Researchers have developed a way to study and track the internal communication of living plants using carbon nanotube sensors that can be embedded in plant leaves. The sensors can report on plants’ signaling waves to reveal how they respond to stresses such as injury, infection, heat, and light damage, providing valuable real-time insights for engineering plants to maximize crop yield.

The nanobionic approach uses sensors to intercept the hydrogen peroxide signals that plants use to communicate internally and displays the data on remote electronic devices such as cellphones, allowing agricultural scientists to remotely keep track of plant health in real time. The technology can provide much-needed data to inform a range of agricultural applications such as screening different species of plants for their ability to resist mechanical damage, light, heat, and other forms of stress, or study how different species respond to pathogens.
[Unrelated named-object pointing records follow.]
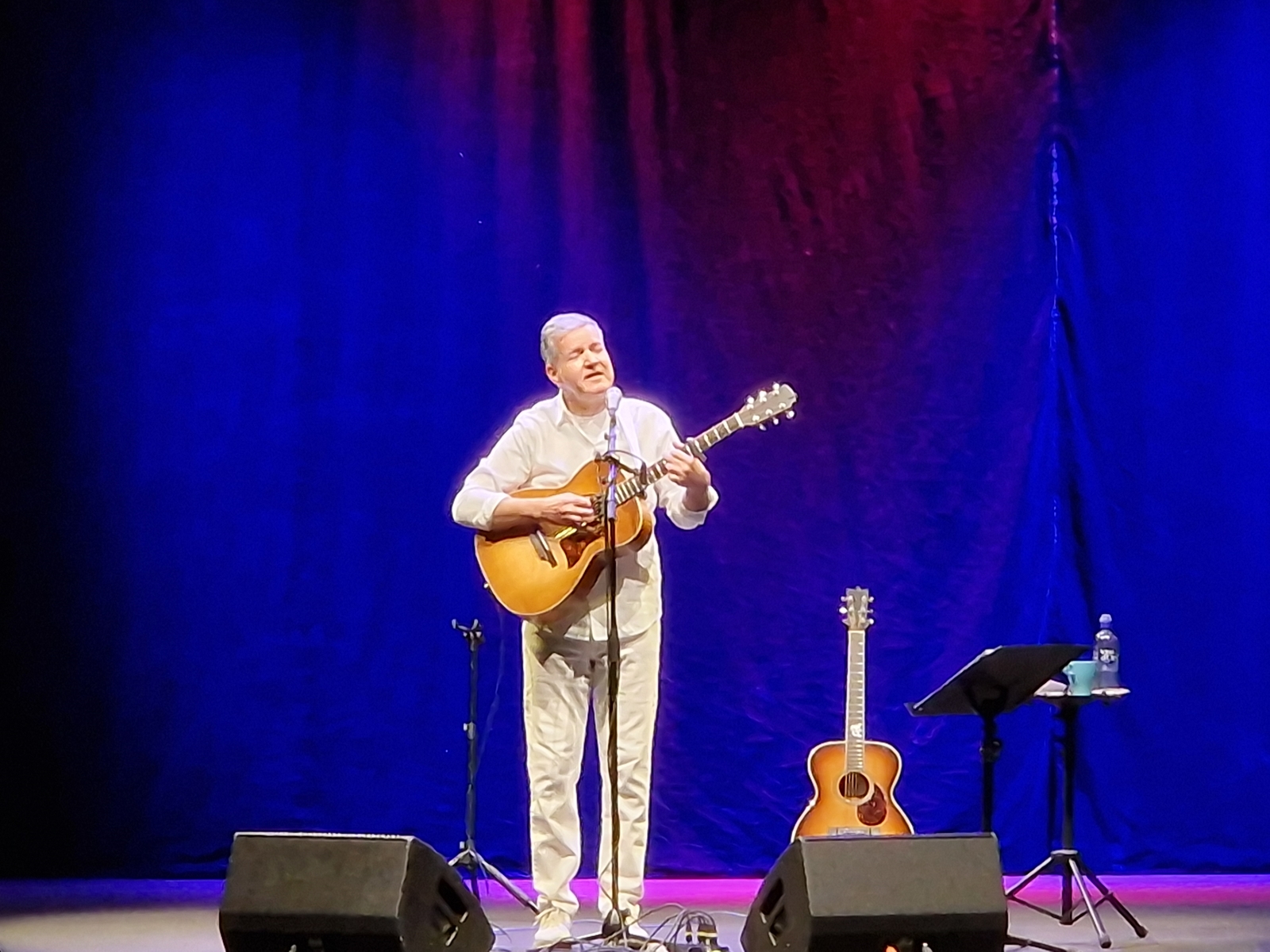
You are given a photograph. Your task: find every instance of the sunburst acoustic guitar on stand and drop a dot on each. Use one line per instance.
(541, 573)
(854, 778)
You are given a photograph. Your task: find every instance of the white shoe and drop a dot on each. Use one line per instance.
(556, 928)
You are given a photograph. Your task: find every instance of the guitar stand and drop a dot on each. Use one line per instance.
(1067, 860)
(468, 857)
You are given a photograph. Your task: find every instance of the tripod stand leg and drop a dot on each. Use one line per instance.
(1104, 939)
(1022, 884)
(512, 889)
(1119, 907)
(1033, 943)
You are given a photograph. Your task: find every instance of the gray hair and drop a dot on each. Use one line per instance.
(556, 327)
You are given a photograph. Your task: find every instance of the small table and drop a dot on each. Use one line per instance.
(1068, 857)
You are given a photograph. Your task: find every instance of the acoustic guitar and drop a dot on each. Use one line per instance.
(541, 574)
(854, 778)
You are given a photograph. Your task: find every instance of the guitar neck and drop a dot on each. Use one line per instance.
(855, 733)
(700, 443)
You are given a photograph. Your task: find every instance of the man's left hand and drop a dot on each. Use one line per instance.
(689, 471)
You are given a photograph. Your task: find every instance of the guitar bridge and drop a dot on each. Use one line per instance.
(541, 547)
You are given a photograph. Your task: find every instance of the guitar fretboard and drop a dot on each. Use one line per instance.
(635, 486)
(855, 735)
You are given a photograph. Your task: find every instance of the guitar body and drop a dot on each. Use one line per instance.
(545, 575)
(852, 803)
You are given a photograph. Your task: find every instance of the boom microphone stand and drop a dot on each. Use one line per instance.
(611, 400)
(468, 858)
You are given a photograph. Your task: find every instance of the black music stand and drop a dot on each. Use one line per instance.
(995, 683)
(1067, 858)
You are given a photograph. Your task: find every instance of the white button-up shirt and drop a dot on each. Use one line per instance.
(544, 448)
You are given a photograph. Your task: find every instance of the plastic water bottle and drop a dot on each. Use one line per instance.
(1106, 655)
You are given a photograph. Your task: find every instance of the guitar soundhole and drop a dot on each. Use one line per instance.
(854, 785)
(873, 812)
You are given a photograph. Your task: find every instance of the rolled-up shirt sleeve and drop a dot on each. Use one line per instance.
(670, 494)
(497, 475)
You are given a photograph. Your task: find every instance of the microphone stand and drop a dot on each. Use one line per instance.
(614, 662)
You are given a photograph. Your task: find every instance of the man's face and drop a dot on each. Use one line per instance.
(582, 367)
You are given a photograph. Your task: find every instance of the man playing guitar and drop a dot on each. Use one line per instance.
(565, 664)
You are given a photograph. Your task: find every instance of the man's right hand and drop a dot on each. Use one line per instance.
(565, 509)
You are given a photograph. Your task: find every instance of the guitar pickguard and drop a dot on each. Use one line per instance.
(575, 545)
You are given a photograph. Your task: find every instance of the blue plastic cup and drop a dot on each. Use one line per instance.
(1080, 678)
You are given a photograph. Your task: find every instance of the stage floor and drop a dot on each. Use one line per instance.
(1183, 914)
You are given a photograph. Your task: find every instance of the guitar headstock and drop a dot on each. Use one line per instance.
(855, 611)
(768, 405)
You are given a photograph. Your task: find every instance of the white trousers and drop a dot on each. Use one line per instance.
(563, 678)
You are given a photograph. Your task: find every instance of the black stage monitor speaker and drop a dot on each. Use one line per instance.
(337, 892)
(861, 894)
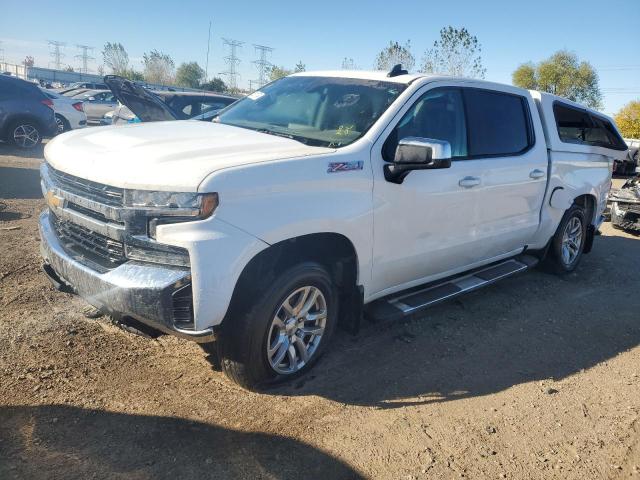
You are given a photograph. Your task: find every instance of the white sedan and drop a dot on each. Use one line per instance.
(69, 111)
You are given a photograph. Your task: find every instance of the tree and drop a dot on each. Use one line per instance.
(456, 53)
(189, 75)
(276, 72)
(564, 75)
(158, 67)
(133, 75)
(628, 120)
(215, 85)
(115, 57)
(393, 54)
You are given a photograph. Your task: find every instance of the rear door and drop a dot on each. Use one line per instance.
(506, 144)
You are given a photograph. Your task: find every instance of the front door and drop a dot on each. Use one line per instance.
(426, 225)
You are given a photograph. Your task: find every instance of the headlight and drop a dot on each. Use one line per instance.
(182, 204)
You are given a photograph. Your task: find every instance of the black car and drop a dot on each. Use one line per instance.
(26, 114)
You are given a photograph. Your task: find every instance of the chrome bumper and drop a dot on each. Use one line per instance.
(142, 291)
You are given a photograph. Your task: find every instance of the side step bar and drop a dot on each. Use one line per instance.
(410, 302)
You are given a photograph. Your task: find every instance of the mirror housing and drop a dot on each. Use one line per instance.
(415, 153)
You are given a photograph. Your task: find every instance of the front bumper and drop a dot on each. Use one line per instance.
(139, 290)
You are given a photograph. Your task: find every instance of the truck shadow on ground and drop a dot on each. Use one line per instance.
(533, 327)
(66, 442)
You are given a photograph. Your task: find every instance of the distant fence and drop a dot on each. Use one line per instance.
(50, 75)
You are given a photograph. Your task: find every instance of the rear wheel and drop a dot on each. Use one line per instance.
(568, 242)
(24, 134)
(283, 331)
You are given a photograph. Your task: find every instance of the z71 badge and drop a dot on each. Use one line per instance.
(336, 167)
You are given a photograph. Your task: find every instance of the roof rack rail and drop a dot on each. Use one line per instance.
(397, 70)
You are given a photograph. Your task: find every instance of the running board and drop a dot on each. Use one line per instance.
(410, 302)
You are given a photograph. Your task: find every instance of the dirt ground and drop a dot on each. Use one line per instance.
(534, 377)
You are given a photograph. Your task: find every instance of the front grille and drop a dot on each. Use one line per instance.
(92, 246)
(183, 307)
(99, 192)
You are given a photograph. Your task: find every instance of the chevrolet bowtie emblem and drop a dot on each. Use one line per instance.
(53, 200)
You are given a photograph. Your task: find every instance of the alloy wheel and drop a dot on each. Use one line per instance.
(571, 240)
(296, 330)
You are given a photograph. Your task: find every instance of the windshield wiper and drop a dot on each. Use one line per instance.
(297, 138)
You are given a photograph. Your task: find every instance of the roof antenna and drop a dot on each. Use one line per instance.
(397, 70)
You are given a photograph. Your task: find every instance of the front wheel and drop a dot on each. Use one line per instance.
(568, 242)
(281, 329)
(25, 134)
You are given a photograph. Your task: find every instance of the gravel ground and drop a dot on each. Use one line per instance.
(534, 377)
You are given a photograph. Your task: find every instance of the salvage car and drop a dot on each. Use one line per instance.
(175, 105)
(69, 112)
(625, 205)
(26, 114)
(320, 199)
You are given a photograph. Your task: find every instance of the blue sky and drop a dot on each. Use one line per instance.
(321, 33)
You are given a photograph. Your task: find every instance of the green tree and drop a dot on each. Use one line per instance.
(456, 53)
(189, 75)
(393, 54)
(562, 74)
(628, 120)
(115, 57)
(133, 75)
(215, 85)
(276, 72)
(158, 67)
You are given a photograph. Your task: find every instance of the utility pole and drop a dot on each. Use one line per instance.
(262, 64)
(56, 53)
(84, 56)
(232, 61)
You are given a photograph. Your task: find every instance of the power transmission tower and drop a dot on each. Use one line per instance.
(85, 57)
(262, 64)
(56, 53)
(232, 61)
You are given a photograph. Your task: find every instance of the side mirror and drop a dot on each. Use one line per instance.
(414, 153)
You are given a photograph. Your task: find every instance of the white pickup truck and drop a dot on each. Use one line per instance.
(317, 200)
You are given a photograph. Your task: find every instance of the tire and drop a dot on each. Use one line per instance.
(24, 134)
(63, 125)
(256, 336)
(567, 244)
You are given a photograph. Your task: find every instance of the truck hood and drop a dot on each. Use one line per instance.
(169, 156)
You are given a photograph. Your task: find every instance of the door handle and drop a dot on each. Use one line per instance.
(468, 182)
(537, 173)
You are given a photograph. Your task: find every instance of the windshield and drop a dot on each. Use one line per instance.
(319, 111)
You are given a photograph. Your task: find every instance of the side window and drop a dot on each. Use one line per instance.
(573, 124)
(439, 115)
(498, 123)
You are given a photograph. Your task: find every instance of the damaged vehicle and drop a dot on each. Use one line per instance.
(625, 205)
(150, 106)
(319, 200)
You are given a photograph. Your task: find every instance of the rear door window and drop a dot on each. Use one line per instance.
(498, 123)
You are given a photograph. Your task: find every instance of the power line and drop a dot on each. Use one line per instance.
(262, 64)
(85, 57)
(232, 61)
(56, 54)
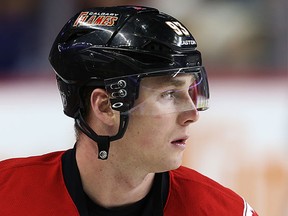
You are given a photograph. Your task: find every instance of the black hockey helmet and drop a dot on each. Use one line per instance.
(114, 48)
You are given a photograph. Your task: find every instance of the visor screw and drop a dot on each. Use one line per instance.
(103, 154)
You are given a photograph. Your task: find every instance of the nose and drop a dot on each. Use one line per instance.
(187, 117)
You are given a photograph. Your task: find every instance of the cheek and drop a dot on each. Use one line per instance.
(147, 130)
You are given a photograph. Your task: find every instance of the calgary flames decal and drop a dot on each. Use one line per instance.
(96, 19)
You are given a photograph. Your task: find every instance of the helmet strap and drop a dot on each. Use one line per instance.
(103, 142)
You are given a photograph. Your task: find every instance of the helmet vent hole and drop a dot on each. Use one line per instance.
(157, 47)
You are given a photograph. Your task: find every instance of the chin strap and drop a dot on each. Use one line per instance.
(103, 142)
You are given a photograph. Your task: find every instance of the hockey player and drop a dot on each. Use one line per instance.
(134, 82)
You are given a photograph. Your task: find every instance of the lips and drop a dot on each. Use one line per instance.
(180, 141)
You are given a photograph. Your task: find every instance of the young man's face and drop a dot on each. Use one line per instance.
(157, 131)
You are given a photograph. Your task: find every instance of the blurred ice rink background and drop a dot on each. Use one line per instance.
(241, 141)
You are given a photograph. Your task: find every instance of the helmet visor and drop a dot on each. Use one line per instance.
(160, 92)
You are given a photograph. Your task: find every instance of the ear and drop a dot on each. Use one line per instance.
(101, 107)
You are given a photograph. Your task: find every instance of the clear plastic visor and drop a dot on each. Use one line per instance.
(163, 92)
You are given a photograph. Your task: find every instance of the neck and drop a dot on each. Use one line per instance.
(109, 183)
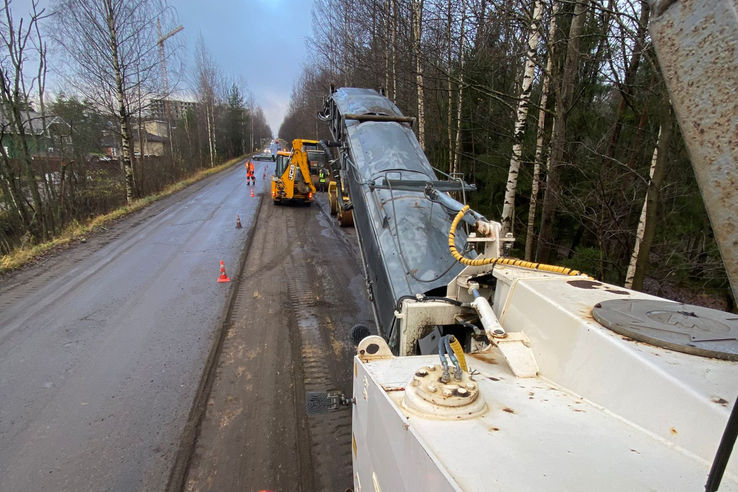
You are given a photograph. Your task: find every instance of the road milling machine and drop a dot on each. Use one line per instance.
(495, 374)
(291, 179)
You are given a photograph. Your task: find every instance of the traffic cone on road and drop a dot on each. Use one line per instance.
(223, 277)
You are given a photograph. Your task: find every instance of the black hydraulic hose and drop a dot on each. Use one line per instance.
(723, 453)
(442, 354)
(422, 298)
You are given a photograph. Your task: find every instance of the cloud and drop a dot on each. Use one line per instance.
(274, 104)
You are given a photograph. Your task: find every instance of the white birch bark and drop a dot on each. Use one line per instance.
(641, 224)
(417, 7)
(394, 51)
(450, 92)
(459, 94)
(386, 24)
(535, 186)
(508, 209)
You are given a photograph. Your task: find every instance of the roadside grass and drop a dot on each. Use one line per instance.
(26, 254)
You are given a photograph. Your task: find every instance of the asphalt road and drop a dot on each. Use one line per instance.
(102, 347)
(302, 289)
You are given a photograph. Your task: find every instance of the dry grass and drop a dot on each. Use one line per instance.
(76, 231)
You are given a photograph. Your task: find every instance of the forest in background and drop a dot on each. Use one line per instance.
(555, 110)
(83, 149)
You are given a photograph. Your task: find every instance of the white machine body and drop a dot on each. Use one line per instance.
(600, 411)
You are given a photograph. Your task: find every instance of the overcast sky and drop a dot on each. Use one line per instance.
(263, 40)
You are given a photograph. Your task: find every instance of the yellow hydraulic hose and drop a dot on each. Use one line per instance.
(498, 261)
(456, 346)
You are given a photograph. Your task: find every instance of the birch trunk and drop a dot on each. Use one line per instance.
(508, 208)
(123, 118)
(211, 143)
(394, 51)
(652, 196)
(460, 93)
(641, 222)
(449, 121)
(558, 140)
(539, 140)
(417, 12)
(387, 23)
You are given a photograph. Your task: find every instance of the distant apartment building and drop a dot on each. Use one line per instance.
(176, 109)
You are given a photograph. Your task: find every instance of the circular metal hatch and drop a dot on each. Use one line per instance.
(682, 327)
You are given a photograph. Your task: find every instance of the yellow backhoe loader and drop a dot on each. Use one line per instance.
(291, 180)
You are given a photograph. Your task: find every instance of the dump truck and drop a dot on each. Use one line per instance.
(291, 180)
(493, 373)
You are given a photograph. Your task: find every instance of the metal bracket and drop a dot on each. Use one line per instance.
(421, 185)
(322, 402)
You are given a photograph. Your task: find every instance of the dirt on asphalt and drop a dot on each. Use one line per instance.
(301, 290)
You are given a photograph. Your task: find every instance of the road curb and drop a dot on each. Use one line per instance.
(191, 430)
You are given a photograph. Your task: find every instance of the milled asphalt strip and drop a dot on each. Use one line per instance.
(188, 438)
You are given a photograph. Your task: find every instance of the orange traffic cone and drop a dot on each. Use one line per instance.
(223, 277)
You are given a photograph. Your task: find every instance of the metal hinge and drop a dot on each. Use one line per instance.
(320, 402)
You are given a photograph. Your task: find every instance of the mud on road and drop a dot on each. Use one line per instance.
(301, 290)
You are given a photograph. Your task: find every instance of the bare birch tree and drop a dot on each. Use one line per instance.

It can also be used to study how plants respond to different growing conditions in urban farms.

Plants that grow at high density are prone to shade avoidance, where they divert resources into growing taller instead of putting energy into producing crops, lowering overall crop yield. The sensors intercept that stress signal to understand the conditions and the mechanism happening upstream and downstream in the plant that give rise to the shade avoidance, thus leading to fuller crops.

Traditionally, molecular biology research has been limited to only specific plants that are amenable to genetic manipulation but the new technology can potentially be applied to any plant. The team used a method called lipid exchange envelope penetration (LEEP) to incorporate the sensors into plant leaves.

The release of hydrogen peroxide triggers calcium release among adjacent plant cells, stimulating them to release more hydrogen peroxide and creating a wave of distress signals along the leaf. The wave of hydrogen peroxide stimulates plants to produce secondary metabolites that can help repair damage.